Lvxferre [he/him]@mander.xyz · 21 天前

I’ve interacted with k0e3 in the past, they’re no LLM. Even then, a quick profile check shows it. But you didn’t check it, right? Of course you didn’t, it’s easier to vomit assumptions and re-eat your own vomit, right?

And the comment’s “tone” isn’t even remotely close to typical LLM output dammit.

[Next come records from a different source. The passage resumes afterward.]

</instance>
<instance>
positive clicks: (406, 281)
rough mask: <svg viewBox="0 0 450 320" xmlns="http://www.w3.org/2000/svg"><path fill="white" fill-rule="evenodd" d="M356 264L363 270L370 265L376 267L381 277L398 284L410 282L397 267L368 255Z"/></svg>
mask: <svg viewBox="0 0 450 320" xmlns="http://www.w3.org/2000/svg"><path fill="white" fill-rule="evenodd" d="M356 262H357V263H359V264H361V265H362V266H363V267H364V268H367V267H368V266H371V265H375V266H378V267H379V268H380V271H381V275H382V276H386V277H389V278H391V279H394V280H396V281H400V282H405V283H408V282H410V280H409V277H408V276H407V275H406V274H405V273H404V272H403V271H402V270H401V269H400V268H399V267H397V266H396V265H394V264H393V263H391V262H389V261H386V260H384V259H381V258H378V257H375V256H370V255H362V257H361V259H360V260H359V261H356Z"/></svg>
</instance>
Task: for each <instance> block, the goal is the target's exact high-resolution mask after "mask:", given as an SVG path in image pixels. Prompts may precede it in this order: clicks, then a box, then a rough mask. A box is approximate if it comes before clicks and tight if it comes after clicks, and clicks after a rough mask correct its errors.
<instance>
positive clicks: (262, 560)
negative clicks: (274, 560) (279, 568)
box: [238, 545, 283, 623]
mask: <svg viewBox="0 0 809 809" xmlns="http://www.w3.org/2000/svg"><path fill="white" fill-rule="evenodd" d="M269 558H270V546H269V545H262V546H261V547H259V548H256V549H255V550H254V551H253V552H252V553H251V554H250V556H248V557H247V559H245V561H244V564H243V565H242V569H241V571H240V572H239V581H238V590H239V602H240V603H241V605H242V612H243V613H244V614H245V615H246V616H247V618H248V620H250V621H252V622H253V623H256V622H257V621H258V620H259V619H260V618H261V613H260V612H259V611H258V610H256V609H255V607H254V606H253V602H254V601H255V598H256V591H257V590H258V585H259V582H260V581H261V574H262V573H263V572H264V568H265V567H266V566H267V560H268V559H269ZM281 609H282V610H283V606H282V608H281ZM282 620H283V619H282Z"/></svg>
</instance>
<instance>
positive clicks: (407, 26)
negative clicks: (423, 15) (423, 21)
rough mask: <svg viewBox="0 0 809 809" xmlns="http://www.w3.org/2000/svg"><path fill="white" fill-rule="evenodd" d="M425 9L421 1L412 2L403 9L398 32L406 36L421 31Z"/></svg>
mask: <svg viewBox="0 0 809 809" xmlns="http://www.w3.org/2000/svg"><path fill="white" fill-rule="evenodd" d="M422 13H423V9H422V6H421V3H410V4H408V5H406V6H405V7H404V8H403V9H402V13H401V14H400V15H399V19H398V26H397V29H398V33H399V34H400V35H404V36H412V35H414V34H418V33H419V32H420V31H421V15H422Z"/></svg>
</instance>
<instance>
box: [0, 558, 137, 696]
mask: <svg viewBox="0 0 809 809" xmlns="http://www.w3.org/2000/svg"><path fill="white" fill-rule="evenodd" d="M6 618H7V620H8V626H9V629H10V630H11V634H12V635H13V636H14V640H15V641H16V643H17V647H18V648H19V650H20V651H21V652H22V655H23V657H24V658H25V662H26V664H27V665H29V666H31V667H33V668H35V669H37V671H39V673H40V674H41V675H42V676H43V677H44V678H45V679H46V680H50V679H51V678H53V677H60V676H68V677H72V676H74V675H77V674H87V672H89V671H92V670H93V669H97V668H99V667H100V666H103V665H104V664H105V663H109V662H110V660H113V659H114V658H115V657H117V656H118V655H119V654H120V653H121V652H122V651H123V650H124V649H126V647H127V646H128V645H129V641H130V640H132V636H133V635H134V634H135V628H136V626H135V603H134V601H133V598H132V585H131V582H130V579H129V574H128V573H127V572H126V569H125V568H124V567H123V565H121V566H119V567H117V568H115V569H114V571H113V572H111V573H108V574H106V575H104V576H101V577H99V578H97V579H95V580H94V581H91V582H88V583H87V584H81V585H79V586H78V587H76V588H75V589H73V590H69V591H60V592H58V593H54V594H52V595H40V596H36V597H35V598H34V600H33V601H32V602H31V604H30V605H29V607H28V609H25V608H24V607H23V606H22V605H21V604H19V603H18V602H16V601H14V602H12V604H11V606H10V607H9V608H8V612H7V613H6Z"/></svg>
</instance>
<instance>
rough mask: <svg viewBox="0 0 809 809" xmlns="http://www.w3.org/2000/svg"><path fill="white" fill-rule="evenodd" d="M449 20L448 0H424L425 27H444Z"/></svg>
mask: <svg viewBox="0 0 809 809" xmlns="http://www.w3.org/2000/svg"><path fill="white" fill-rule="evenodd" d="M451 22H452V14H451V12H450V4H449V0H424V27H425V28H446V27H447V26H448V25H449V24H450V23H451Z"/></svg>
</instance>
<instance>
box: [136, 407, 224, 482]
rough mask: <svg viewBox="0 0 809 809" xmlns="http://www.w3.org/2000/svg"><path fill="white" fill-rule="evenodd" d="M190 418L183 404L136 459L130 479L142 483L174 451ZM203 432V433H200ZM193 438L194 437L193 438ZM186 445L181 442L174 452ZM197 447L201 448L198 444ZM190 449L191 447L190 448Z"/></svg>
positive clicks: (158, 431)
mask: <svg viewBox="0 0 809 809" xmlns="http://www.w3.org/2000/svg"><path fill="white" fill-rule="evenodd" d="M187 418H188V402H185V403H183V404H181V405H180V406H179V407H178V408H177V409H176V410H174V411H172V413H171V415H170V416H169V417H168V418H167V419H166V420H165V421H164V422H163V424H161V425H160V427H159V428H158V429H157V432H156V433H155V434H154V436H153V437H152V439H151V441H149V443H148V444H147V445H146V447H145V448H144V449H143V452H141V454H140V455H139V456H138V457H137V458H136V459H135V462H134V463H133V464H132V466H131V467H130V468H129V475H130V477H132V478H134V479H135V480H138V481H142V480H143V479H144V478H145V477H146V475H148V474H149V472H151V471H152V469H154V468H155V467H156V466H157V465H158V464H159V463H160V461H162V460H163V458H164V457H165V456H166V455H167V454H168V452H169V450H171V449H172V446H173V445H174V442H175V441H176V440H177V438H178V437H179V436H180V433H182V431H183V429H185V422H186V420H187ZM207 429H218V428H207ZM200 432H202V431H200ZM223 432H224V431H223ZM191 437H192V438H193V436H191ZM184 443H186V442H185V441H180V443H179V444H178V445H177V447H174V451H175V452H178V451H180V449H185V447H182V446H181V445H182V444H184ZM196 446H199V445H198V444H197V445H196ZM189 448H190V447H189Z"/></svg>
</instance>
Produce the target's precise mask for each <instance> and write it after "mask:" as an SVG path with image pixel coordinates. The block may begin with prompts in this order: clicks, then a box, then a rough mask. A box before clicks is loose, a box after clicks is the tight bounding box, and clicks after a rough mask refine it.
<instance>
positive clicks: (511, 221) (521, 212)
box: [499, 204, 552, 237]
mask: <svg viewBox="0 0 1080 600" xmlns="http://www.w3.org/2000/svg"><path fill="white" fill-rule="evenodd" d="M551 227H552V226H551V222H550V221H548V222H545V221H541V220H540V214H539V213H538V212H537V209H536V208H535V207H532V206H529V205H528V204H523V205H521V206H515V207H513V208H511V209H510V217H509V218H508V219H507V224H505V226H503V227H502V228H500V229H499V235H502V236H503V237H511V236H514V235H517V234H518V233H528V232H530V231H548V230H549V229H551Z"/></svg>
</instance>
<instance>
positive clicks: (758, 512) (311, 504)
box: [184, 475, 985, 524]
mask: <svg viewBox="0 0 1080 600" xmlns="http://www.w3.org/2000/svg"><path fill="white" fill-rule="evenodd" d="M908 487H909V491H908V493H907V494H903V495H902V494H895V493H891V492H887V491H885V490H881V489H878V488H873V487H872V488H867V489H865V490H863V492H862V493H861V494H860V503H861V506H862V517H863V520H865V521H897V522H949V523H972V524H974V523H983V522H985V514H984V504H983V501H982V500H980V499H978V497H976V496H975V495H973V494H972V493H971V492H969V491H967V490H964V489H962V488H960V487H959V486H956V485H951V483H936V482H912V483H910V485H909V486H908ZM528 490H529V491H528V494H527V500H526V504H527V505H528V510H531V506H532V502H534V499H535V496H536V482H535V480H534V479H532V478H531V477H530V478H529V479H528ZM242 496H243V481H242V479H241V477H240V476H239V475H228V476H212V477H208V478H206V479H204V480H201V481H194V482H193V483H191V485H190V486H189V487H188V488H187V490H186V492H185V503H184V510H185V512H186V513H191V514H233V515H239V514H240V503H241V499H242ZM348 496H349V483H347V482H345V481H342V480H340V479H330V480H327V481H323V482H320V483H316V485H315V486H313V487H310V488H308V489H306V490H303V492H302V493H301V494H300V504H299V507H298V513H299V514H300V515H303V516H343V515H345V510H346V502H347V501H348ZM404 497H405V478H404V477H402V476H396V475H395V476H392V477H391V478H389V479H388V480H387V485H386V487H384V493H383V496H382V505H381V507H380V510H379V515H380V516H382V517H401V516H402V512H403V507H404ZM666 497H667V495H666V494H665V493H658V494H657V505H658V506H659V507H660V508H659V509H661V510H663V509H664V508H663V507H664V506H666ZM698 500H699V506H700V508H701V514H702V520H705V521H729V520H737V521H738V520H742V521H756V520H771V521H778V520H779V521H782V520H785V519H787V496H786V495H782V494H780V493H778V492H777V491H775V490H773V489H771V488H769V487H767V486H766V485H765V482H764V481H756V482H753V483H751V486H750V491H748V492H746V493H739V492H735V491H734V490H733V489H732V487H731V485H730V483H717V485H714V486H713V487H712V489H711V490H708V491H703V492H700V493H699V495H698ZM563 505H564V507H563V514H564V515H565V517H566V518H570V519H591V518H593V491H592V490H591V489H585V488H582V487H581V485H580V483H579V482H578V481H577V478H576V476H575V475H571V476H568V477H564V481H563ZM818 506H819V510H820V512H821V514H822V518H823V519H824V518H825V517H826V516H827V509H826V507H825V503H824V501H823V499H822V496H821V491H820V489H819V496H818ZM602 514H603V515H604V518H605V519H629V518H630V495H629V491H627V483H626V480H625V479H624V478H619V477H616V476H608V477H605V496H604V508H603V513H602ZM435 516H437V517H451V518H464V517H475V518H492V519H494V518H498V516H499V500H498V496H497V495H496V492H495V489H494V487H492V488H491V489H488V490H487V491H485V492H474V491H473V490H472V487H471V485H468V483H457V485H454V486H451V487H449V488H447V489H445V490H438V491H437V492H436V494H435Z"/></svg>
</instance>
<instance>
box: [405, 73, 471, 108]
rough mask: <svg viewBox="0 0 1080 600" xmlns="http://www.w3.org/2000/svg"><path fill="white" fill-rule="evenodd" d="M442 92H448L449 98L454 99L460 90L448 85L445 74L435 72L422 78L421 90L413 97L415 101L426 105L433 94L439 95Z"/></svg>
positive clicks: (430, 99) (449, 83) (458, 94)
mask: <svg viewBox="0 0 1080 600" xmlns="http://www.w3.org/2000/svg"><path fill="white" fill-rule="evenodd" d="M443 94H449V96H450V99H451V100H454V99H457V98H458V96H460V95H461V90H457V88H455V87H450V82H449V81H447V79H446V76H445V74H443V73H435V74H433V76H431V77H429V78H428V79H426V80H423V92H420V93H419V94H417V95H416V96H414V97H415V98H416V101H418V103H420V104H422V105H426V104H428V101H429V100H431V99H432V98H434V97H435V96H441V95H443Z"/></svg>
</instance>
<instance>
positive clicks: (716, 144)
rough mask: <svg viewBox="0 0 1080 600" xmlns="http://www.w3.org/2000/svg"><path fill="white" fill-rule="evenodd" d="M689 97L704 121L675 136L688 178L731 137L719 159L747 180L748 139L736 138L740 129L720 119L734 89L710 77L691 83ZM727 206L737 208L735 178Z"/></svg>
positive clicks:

LLMs avoid words like “bullshit”, contracting “it is not” into “it’s not” (instead of “it isn’t”), or writing in first person. The only thing resembling LLM output is the em dash usage—but there are a thousand potential reasons for that.

(inb4 assumer claims I’m also an LLM because I just used an em dash and listed three items.)

Lvxferre [he/him]@mander.xyz · 1 个月前

I should apologise - I didn’t catch right off the bat that you were playing along the analogy.

Lvxferre [he/him]@mander.xyz · edit-2 1 个月前

If it is not a parody, the user got a serious answer. And if it is, I’m just playing along ;-)

(If it is a parody, it’s so good that it allows me to actually answer it as if it wasn’t.)

Lvxferre [he/him]@mander.xyz · edit-2 1 个月前

You don’t get it.

I do get it. And that’s why I’m disdainful towards all this “simulated reasoning” babble.

In the past, the brick throwing machine was always failing its target and nowadays it is almost always hitting near its target.

Emphasis mine: that “near” is a sleight of hand.

It doesn’t really matter if it’s hitting “near” or “far”; in both cases someone will need to stop the brick-throwing machine, get into the construction site (as if building a house manually), place the brick in the correct location (as if building a house manually), and then redo operations as usual.

In other words, “hitting near the target” = “failure to hit the target”.

And it’s obvious why it’s wrong; the idea that an auto-builder should throw bricks is silly. It should detect where the brick should be placed, and lay it down gently.

The same thing applies to those large token* models; they won’t reach anywhere close to reasoning, just like a brick-throwing machine won’t reach anywhere close to an automatic house builder.

*I’m calling it “large token model” instead of “large language model” to highlight another thing: those models don’t even model language fully, except in the brain of functionally illiterate tech bros who think language is just a bunch of words. Semantics and pragmatics are core parts of a language; you don’t have language if utterances don’t have meaning or purpose. The nearest of that LLMs do is to plop some mislabelled “semantic supplement” - because it’s a great red herring (if you mislabel something, you’re bound to get suckers confusing it with the real thing, and saying “I dun unrurrstand, they have semantics! Y u say they don’t? I is so confusion… lol lmao”).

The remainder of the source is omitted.